"profil": Friedhöfe Wien GmbH löst hunderte auf Dauer bezahlte Gräber auf

Neu belegte Grabstätten im jüdischen Teil des Döblinger Friedhofs tragen auch persische Namen

Wien (OTS) - Wie das Nachrichtenmagazin "profil" in seiner Montag erscheinenden Ausgabe berichtet, sind in Wien derzeit 500 Gräber mit einer roten Markierung versehen: dem Zeichen für Auflösung und Weitervergabe. Auffallend an dem bisher öffentlich nicht diskutierten Vorgehen: es betrifft so genannte Friedhofsdauergräber, sie wurden einmal ausdrücklich für die Bestandsdauer des jeweiligen Friedhofs bezahlt.

Selbst in den Nobelbezirken Hietzing und Gersthof sind Dutzende Dauergräber zur Auflösung markiert. In der Israelitischen Abteilung des Döblinger Friedhofs, auf dem Theodor Herzl bestattet war, finden sich inmitten jüdischer Gräber immer mehr neu belegte, auch solche mit persischen Namen.

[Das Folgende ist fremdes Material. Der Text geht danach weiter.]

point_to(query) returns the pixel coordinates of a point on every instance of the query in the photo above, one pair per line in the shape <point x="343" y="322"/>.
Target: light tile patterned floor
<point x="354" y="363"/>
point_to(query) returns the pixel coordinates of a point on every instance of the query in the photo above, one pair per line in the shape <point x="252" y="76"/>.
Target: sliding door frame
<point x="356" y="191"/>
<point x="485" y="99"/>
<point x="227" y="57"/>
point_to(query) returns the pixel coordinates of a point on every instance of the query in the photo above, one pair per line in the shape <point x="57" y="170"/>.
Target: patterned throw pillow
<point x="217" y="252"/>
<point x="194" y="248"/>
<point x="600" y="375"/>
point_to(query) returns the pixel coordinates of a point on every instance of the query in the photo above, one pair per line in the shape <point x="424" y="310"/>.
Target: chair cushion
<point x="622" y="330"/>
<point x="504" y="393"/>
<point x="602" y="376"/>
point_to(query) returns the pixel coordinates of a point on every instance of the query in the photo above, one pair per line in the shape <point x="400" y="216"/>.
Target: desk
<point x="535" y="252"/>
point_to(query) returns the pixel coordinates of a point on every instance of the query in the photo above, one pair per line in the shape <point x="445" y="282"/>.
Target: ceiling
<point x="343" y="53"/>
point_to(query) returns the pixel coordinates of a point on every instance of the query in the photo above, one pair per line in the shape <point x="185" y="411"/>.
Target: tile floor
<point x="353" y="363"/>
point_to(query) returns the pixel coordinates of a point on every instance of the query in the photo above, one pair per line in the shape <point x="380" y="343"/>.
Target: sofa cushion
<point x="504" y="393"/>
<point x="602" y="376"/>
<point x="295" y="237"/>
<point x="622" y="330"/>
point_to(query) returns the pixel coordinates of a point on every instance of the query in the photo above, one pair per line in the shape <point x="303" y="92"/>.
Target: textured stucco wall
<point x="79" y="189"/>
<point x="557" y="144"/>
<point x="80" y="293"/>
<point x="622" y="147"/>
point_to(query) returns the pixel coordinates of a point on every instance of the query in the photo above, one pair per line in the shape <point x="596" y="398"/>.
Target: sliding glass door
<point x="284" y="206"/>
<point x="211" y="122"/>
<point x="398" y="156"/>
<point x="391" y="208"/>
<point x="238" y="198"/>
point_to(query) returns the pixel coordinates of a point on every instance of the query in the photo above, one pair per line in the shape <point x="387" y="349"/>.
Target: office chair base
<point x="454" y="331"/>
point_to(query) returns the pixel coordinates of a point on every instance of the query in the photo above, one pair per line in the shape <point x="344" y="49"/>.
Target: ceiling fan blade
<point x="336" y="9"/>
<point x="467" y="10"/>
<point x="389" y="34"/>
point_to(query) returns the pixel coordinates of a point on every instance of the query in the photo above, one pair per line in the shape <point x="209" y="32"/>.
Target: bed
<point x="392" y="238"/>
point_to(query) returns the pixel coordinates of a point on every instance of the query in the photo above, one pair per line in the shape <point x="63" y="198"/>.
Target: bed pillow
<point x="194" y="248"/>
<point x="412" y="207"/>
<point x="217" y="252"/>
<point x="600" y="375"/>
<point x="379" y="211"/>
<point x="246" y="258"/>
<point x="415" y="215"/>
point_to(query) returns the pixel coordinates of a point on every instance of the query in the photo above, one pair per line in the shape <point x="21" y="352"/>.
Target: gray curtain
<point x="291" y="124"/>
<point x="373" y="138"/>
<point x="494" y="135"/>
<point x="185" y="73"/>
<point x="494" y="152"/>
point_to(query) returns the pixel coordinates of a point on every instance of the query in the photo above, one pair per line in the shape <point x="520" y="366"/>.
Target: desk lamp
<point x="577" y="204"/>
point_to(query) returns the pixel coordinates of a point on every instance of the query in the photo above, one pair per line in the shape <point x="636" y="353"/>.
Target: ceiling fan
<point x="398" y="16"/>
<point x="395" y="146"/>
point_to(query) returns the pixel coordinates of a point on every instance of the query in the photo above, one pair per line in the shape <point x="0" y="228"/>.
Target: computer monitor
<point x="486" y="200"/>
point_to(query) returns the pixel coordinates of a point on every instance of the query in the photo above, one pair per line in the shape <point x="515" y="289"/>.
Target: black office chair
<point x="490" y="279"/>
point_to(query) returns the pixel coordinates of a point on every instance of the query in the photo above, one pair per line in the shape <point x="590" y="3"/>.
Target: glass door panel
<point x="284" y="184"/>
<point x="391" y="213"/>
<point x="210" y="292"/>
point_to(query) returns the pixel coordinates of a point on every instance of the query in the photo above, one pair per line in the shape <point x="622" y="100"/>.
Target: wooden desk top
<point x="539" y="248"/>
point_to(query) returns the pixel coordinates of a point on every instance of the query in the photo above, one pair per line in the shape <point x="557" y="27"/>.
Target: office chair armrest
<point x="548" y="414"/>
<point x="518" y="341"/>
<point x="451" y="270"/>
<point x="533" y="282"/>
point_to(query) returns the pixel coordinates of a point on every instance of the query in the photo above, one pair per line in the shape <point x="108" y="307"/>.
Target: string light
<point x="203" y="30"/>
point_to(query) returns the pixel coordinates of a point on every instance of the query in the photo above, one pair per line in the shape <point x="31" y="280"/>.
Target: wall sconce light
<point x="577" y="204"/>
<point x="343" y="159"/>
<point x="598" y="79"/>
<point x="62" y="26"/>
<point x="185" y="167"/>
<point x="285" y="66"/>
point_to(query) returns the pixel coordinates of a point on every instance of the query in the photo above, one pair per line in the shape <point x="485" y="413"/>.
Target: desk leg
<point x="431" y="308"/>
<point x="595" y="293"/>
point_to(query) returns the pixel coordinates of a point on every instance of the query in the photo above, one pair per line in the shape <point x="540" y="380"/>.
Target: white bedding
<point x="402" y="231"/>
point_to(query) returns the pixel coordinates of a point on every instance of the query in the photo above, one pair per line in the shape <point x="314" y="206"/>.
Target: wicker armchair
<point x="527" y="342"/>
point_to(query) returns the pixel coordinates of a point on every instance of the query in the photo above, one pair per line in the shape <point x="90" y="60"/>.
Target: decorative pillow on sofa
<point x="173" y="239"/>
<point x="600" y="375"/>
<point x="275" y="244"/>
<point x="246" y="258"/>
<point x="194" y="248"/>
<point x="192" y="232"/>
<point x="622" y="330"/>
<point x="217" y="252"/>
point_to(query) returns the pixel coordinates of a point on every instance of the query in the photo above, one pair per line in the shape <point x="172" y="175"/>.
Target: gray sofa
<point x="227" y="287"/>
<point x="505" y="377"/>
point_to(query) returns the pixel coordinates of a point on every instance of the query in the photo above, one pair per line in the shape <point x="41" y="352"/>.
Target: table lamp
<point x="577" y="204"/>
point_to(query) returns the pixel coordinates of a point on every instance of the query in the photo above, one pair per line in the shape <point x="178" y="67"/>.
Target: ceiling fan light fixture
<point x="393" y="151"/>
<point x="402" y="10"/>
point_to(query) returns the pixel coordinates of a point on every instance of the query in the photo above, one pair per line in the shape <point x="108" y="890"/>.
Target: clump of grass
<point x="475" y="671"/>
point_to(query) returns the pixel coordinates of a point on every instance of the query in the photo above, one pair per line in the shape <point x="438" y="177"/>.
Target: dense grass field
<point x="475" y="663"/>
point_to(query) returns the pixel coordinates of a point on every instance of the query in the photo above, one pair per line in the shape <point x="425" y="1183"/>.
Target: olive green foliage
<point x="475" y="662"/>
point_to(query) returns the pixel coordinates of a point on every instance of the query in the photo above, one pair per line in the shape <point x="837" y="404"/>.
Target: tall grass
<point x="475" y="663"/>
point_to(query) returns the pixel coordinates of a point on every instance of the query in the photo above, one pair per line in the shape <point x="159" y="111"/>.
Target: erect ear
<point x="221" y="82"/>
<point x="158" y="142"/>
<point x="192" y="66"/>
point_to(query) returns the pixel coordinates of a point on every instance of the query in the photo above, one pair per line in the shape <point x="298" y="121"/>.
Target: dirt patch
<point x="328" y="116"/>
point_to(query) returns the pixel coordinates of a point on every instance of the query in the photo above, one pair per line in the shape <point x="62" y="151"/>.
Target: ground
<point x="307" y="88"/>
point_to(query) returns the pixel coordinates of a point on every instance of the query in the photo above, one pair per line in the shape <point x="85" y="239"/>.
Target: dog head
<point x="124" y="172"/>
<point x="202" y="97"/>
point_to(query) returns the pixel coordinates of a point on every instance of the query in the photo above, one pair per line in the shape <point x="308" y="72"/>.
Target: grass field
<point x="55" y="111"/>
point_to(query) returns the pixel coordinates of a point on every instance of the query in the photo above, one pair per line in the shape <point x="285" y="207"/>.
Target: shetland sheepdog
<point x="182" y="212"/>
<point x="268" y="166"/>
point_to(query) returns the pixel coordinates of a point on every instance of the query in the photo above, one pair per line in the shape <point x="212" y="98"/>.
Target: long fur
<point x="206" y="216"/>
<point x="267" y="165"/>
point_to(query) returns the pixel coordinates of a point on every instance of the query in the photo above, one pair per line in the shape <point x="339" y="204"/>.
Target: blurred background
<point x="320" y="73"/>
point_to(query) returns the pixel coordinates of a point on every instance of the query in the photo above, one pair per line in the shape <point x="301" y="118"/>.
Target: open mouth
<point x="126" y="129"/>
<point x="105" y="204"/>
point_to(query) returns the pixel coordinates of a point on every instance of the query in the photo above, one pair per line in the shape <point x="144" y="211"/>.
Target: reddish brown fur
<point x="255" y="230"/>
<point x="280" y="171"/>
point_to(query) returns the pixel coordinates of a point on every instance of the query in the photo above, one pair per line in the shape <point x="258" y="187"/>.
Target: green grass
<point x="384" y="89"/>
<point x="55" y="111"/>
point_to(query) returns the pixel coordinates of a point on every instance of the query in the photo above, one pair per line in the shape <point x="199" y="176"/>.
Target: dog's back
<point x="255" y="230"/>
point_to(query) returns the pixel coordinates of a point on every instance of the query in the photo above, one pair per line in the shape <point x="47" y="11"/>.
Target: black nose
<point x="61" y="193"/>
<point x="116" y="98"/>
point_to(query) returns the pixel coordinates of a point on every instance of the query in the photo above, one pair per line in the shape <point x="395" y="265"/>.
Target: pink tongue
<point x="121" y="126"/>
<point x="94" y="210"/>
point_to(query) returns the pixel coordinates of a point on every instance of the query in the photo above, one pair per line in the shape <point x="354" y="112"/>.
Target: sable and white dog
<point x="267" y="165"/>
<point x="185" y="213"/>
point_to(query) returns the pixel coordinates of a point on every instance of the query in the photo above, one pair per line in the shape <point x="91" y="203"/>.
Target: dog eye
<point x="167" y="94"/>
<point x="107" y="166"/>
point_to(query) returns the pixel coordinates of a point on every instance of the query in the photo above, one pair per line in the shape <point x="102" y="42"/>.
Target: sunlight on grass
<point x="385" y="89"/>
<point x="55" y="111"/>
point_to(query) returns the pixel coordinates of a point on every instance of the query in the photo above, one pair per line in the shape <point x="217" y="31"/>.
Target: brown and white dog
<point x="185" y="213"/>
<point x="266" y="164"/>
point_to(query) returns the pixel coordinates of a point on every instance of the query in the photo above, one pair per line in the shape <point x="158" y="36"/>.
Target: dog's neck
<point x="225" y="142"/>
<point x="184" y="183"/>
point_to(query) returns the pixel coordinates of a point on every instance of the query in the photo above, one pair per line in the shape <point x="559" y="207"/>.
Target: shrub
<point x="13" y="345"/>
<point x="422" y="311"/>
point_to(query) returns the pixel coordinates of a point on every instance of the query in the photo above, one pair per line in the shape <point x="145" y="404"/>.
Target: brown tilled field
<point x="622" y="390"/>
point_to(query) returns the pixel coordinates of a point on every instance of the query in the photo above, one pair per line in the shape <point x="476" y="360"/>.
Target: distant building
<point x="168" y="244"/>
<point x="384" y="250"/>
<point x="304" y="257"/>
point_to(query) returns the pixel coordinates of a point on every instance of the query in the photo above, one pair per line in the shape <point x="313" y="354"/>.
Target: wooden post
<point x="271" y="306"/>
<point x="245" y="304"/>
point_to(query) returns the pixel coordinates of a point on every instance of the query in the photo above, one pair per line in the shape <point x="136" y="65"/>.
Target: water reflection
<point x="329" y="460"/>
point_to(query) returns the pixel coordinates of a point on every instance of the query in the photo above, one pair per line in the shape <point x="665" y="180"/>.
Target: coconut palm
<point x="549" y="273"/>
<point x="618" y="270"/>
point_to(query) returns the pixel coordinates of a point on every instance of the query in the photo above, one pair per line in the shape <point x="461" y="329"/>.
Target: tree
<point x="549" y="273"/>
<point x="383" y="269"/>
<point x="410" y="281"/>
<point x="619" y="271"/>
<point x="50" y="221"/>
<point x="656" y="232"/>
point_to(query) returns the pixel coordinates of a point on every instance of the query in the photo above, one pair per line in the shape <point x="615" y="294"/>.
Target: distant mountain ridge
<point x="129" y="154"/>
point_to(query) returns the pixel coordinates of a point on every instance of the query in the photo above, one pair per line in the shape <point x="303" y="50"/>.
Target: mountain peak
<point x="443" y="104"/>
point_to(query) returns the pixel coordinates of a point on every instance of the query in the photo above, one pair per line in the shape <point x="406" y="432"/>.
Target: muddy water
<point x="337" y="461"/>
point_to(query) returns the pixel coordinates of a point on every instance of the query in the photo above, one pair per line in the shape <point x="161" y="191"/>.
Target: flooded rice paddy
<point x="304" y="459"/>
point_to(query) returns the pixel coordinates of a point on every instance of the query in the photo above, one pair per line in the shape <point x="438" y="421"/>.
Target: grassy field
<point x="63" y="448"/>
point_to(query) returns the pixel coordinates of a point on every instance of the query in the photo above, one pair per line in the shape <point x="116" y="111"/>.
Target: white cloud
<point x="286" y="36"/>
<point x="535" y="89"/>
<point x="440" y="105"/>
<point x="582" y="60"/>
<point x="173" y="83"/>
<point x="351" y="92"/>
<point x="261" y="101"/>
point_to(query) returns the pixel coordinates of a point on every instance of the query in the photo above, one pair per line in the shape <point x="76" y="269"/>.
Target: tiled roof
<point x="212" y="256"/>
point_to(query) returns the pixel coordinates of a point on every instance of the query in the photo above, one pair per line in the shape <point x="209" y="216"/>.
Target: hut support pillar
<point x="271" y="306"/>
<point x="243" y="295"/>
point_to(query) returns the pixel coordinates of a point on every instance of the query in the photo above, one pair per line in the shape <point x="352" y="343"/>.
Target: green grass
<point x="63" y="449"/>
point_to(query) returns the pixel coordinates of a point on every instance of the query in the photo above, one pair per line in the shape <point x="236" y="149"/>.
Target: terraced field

Die Friedhöfe Wien GmbH, von der Rathausverwaltung ausgelagert und jetzt ein Unternehmen der Wiener Stadtwerke, begründet die Auflösung von Dauergräbern mit "seit Jahren baulich und/oder gärtnerisch instandsetzungsbedürftigem Zustand". Bleiben Aufforderungen zur Abhilfe unbeantwortet erlischt das Benützungsrecht. profil dokumentiert nun ein völlig intaktes Jugendstilgrabmal am Urnenhain das ebenfalls aufgelöst werden sollte. Es konnte durch das Einschreiten der Plattform "Jüdisches Erbe" in letzter Minute gerettet wwerden.